Las bolsas europeas encaran la sesión del martes con tono moderadamente positivo en la apertura, pero con un trasfondo claramente frágil. El mercado intenta sostener el rebote tras el parón festivo de Semana Santa, aunque el verdadero motor de la jornada sigue estando fuera de Europa: la cuenta atrás del ultimátum lanzado por Donald Trump a Irán para reabrir el Estrecho de Ormuz.
Según la información publicada por CNBC, el FTSE 100 londinense apunta a una apertura del 0,2% al alza, mientras que el CAC 40 francés también subiría un 0,2% y el DAX alemán arrancaría con una mejora más modesta, del 0,1%. El movimiento, sin embargo, refleja más una reacción técnica que una mejora real del contexto.
Europa rebota, pero con el conflicto de fondo intacto
Los mercados europeos regresan tras un paréntesis de cuatro días por la Semana Santa, después de que el jueves anterior cerraran con comportamiento mixto. Desde entonces, el foco ha seguido desplazándose hacia Oriente Medio, donde los inversores intentan descifrar mensajes cada vez más contradictorios desde Washington.
Por un lado, Trump ha amenazado con atacar infraestructura civil iraní si no se alcanza un acuerdo de paz en menos de 24 horas. Por otro, también ha dejado entrever que la cúpula iraní estaría negociando “de buena fe”. Esa combinación de amenaza y ambigüedad está complicando mucho la lectura del mercado.
El ultimátum sobre Ormuz sigue marcando el paso
En su intervención del lunes, Trump reiteró que Irán debe reabrir el Estrecho de Ormuz antes de las 20:00 horas de Nueva York del martes. La exigencia no es menor: se trata de una de las rutas energéticas más importantes del mundo, clave para el flujo global de crudo.

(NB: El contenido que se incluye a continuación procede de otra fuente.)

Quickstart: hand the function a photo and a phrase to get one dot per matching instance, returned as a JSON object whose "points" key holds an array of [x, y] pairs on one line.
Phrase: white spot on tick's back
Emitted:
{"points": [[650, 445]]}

Además, la advertencia fue especialmente dura. Si el plazo no se cumple, Washington amenazó con destruir puentes y centrales eléctricas iraníes en cuestión de horas. Con ese telón de fondo, el mercado sigue moviéndose entre el rebote técnico y la cautela defensiva.
Asia refleja la incomodidad del mercado
La sesión en Asia-Pacífico ya ha dejado una señal clara de esa incomodidad. Los principales índices pasaron de ganancias a pérdidas en un entorno de fuerte volatilidad, mostrando que la incertidumbre sobre la guerra sigue pesando sobre el sentimiento inversor.
Eso encaja con lo que estamos viendo desde hace semanas: cualquier intento de recuperación en bolsa queda rápidamente condicionado por el conflicto, el petróleo y la posibilidad de una escalada más amplia. El mercado no está en modo convicción; está en modo reacción.
Los PMI, bajo vigilancia como termómetro económico
Más allá del ruido geopolítico, los inversores también seguirán los PMI manufactureros de marzo en Reino Unido y en la eurozona. No serán la referencia principal del día, pero sí pueden ofrecer una primera pista sobre el impacto que la guerra con Irán empieza a tener en la economía europea.
En otras circunstancias, estos datos tendrían una relevancia mayor. Hoy, sin embargo, sirven sobre todo como complemento de contexto. El mercado ya ha decidido qué variable manda: Ormuz, el petróleo y el siguiente movimiento de Washington.